Recently there has been a lot of articles on dyslexia and iPhones. A dyslexic had said that he could read easier on an iPhone and that has triggered many articles on how iPhones can help solve the problems of a dyslexic.
I spoke with my son, Hakim, on this and he said that he has been reading many story books on his iPod Touch. My son Hakim isn’t dyslexic, but he did say that he finds it easier to read on an iPhone because of the following reasons:
1. The column width is short and therefore easy to read. It is more difficult to read the normal articles on a computer as the width is very long.
2. The spacing is generous and you don’t get lost and miss lines.
3. You can set the contrast and the colours of the fonts and background.
4. Font size can be adjusted to a size suitable for the reader.
5. You will not skip pages.
The above advantages are already catered for by a program called Tofu.
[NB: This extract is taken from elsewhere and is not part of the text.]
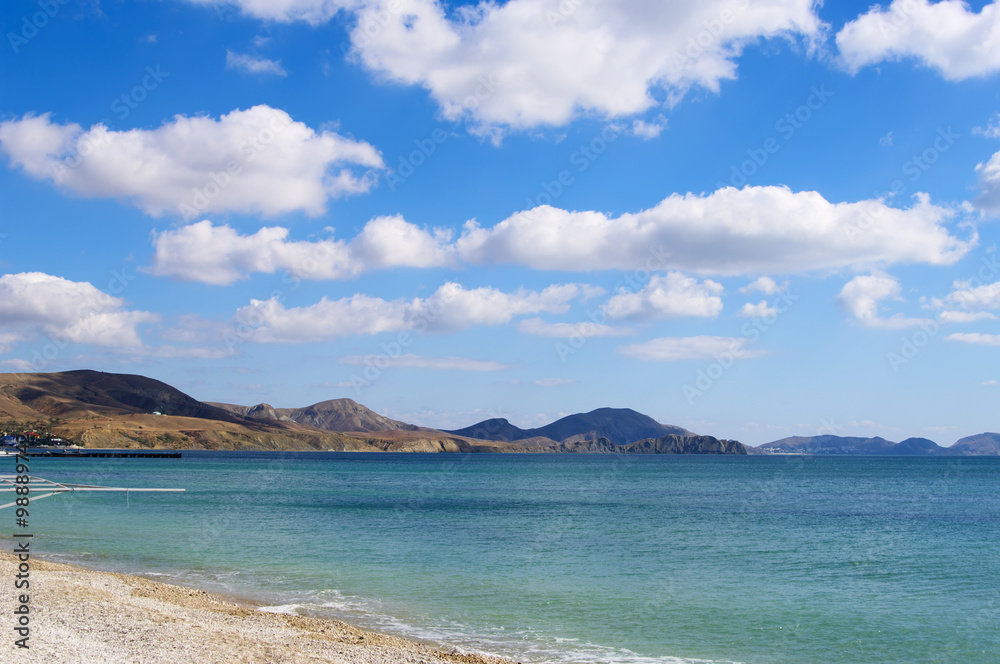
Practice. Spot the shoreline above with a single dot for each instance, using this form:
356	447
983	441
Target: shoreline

Tofu addresses the common problems faced by people reading from a computer screen.
Text is very wide on a computer screen. This makes going from the end of a line to the beginning of the next line very difficult. In Tofu, text is arranged in columns, much like in newspapers. These lines are narrow and easy on the eyes as they require less eye movements to read. For example, by copying this text you’re reading now into Tofu, it would be broken down into three columns.
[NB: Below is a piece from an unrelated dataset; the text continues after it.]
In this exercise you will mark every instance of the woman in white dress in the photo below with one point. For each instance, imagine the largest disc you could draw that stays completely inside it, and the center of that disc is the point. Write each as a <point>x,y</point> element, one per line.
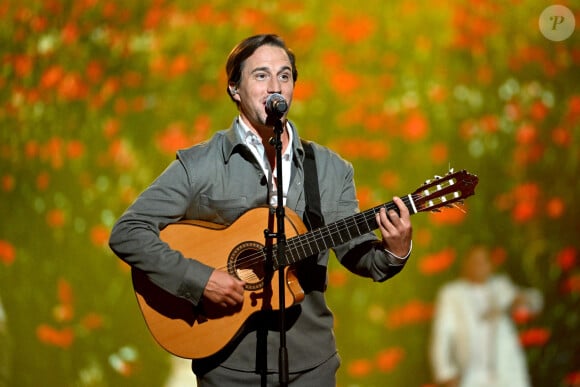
<point>474,340</point>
Another advantage of Tofu is that there is no scrolling down as compared with iPhone, you only scroll to the right (for the next page), or to the left (for the previous).
The above advantages are already catered for in most magazines (Readers digest for instance) and in newspapers.
Though Tofu is only available for Macs, there is a similar program called Stanza which can be used on Windows. So dyslexic or not you can use the Tofu application or Stanza to render any articles more readable by dividing them into columns.
As for reading from books, cut out a one inch wide card and place it under the line your student is reading. He will not skip a line if he uses this card as a guide. One he is used to this you may take away the card and ask him to place the left index finger on the line he is reading and move the finger one line lower when he has reached the end of the sentence.